The facility, secured on the north London development opportunity owned by Israeli investor Bebo Kobo, Richard Caring and Chelsfield Partners, has come to the market this week as part of around £6.3bn of UK-originated debt being sold by special liquidator KPMG.
At the end of last year the IBRC gave the owning consortium a one-year extension, to March 2014, to repay the former Anglo Irish loan and bring forward a £300m mixed-use development on the site. In March Deloitte was drafted in to help with the refinancing but it is understood no fresh debt has been secured to date.
It is one of around 2,300 loans advanced to more than 300 borrowers with a nominal value of £6.3bn which have just come to the market through the KPMG-run process known as Project Rock.
The loans have been split into five sub-pools with the largest tranche comprising loans secured against UK assets. The remaining sub-pools have split the underlying collateral on a broad geographic or sector basis. The pool contains a high proportion of hotel assets.
There are also around eight to 12 stand-alone assets with underlying collateral related to hotel and fitness groups.
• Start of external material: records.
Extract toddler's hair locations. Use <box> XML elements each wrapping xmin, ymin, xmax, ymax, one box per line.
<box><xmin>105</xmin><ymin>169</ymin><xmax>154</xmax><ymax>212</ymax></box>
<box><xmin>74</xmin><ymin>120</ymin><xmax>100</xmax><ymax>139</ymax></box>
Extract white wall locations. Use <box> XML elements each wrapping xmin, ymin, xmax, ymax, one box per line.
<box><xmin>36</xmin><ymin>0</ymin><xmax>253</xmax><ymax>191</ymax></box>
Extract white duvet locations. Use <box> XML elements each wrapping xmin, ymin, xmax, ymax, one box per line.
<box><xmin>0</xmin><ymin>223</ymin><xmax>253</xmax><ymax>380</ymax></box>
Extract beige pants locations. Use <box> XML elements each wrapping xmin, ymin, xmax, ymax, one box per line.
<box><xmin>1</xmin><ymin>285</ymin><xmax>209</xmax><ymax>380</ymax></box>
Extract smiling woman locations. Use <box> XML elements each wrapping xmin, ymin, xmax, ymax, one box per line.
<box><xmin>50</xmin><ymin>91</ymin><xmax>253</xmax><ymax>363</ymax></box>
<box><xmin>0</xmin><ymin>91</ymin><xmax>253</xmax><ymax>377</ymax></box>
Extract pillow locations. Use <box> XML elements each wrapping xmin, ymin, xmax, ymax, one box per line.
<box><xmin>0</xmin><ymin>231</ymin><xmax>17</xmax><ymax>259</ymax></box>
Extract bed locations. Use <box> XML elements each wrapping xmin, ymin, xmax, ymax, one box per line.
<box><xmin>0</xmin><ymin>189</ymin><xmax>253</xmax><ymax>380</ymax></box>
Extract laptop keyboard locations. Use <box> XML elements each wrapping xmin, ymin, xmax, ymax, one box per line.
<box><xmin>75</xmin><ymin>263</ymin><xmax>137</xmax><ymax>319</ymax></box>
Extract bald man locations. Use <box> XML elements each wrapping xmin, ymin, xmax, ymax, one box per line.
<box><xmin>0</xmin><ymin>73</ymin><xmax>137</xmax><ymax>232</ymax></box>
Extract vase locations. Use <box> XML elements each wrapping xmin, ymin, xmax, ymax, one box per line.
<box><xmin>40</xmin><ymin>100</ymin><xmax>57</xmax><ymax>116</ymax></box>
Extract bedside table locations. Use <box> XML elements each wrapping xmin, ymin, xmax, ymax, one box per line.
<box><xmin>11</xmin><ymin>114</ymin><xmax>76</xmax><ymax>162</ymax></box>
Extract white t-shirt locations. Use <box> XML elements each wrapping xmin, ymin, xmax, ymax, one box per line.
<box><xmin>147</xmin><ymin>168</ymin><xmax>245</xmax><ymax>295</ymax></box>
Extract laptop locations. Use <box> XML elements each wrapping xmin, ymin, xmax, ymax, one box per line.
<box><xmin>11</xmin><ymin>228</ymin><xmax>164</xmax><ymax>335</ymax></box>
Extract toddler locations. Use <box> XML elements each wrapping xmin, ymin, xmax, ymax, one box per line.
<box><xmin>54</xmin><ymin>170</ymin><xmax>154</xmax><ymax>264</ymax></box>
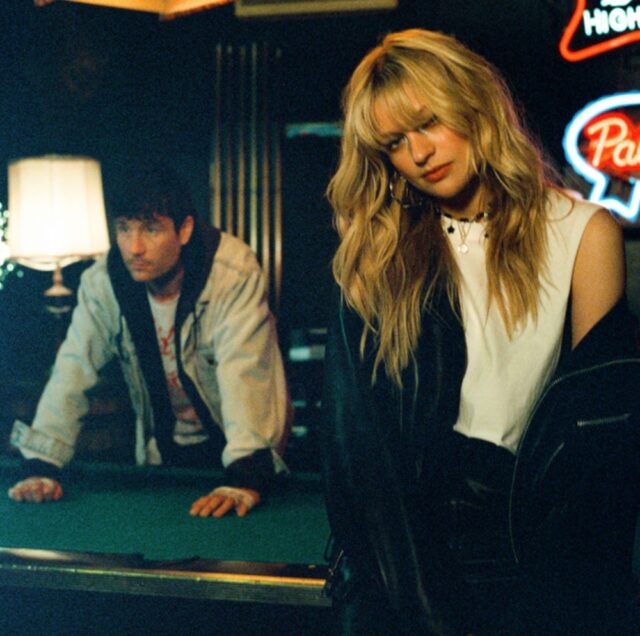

The open-market process has resulted in KPMG sending a confidential investment overview to up to 200 potential purchasers and funders.
First-round bids are due at the end of the month. There is scepticism over whether any sales will be completed after the Irish government applied a shallow maximum discount at which the loans can be sold
Interested parties are expected to make bids applying a greater discount, so may not overcome this pricing hurdle.